Je savais, d'après les autres parties de ces livres, que j'avais tous les symptômes non glamour que les autres filles avaient, et se livraient aux mêmes comportements déformés (qui aurait cru que nous tous les anorexiques voulions des masses de sel sur absolument tout?), mais je continuais à penser qu'avec moi c'était quelque chose de plus spécial, ou du moins quelque chose racheté par les choses qu'il me laissait être: maigre (donc ma différence de tous les autres était incontournable), travailleuse (rien et personne d'autre dans mon la vie pour m'empêcher de lire et d'écrire), sûre, intouchable.

Et maintenant je suis redevenue une de ces filles d'entre les morts, et je m'émerveille de la façon dont j'ai même survécu à toutes ces années de famine, mais seule, je me suis persuadée que j'étais plus heureuse de cette façon. Je veux retracer ce voyage bizarrement rapide (entrepris il y a moins d'un an) de ne pas pouvoir imaginer faire tout cela pour ne plus pouvoir imaginer faire cela. Je veux écrire pour que d'autres puissent mieux comprendre comment quelqu'un souffrant d'anorexie est piégé dedans. Je veux écrire ceci afin que si vous avez l'anorexie maintenant, vous pourriez avoir un aperçu de la façon dont les choses peuvent changer.

Pour moi, c'était une petite guerre d'usure: graduellement, au fil des années, assez de choses amassées qui me permirent de rester comme je le pouvais, jusqu'à ce que la constellation du hasard et de la volonté et la fatigue mortelle finissent par me faire changer . Peut-être que ce blog sera l'un de ces ajouts au compte des raisons pour vous.

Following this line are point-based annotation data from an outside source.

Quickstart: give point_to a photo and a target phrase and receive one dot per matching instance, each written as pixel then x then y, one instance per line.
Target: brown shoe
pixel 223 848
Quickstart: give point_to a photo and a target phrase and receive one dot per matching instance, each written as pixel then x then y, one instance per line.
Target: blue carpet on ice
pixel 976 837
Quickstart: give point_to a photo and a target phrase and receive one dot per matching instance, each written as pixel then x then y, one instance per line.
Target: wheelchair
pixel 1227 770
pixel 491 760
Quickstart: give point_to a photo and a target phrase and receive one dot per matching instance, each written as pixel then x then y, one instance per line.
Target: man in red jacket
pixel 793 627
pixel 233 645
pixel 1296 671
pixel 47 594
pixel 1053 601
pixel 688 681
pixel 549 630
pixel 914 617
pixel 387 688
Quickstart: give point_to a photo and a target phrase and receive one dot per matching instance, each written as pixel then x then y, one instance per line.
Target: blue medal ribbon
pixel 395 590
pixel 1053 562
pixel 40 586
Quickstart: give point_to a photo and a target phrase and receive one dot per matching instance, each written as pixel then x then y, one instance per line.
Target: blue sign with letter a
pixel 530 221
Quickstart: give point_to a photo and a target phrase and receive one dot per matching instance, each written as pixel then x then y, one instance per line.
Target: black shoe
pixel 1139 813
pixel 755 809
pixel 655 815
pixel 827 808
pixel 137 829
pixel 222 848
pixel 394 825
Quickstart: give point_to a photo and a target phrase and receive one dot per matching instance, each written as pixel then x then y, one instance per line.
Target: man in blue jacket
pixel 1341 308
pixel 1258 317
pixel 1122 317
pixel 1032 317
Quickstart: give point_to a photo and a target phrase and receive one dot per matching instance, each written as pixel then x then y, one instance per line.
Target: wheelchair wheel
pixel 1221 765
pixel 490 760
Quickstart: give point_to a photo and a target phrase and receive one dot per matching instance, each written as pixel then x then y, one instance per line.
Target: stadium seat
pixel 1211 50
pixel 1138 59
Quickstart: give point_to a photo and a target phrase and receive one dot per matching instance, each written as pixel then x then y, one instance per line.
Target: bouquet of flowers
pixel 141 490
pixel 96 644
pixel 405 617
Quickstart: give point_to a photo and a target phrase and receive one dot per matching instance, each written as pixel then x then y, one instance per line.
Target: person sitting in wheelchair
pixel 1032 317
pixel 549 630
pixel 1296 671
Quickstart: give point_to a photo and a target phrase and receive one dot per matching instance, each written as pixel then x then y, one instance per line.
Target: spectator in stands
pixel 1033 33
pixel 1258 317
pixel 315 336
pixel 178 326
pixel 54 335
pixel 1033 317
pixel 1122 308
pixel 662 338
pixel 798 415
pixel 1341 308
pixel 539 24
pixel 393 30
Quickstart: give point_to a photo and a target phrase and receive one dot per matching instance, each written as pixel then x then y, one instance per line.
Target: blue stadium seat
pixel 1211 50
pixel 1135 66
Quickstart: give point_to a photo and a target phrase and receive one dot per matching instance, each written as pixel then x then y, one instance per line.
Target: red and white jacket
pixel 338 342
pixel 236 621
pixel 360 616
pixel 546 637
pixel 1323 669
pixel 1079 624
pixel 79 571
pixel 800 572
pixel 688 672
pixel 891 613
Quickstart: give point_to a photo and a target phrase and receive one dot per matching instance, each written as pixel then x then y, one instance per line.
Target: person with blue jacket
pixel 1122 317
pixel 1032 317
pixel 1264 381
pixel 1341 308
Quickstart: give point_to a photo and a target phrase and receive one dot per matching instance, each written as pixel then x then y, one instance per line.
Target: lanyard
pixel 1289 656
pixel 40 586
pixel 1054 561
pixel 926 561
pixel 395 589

J'ai arrêté de manger correctement quand j'avais 16 ans; c'était facile, en découpant le petit déjeuner et en commençant à mentir au sujet d'autres repas. Je devenais de plus en plus mince, et à mon plus bas reflux, je sentais que je n'étais plus que de l'anorexie. Maintenant j'ai 27 ans, j'ai un poids qui est sain pour moi, (j'ai développé des atouts que mon petit ami apprécie certainement) et j'ai le sens glorieux de la certitude que je ne ferai plus jamais ça. Pourquoi diable le ferais-je?

David Mossop, used with permission

Vacances d'été 2009

Source: David Mossop, utilisé avec permission

Dans ce blog, je vais décrire les progrès de la maladie et les progrès de la guérison. C'est une chose intéressante, l'anorexie, de toutes sortes de points de vue: le personnel, le social, le médical, le philosophique. Il semble devenir de plus en plus répandu, mais il est si peu compris. Peut-être que ce blog aidera à effacer la brume un peu.

Mais je dois arrêter pour le moment. c'est l'heure du déjeuner.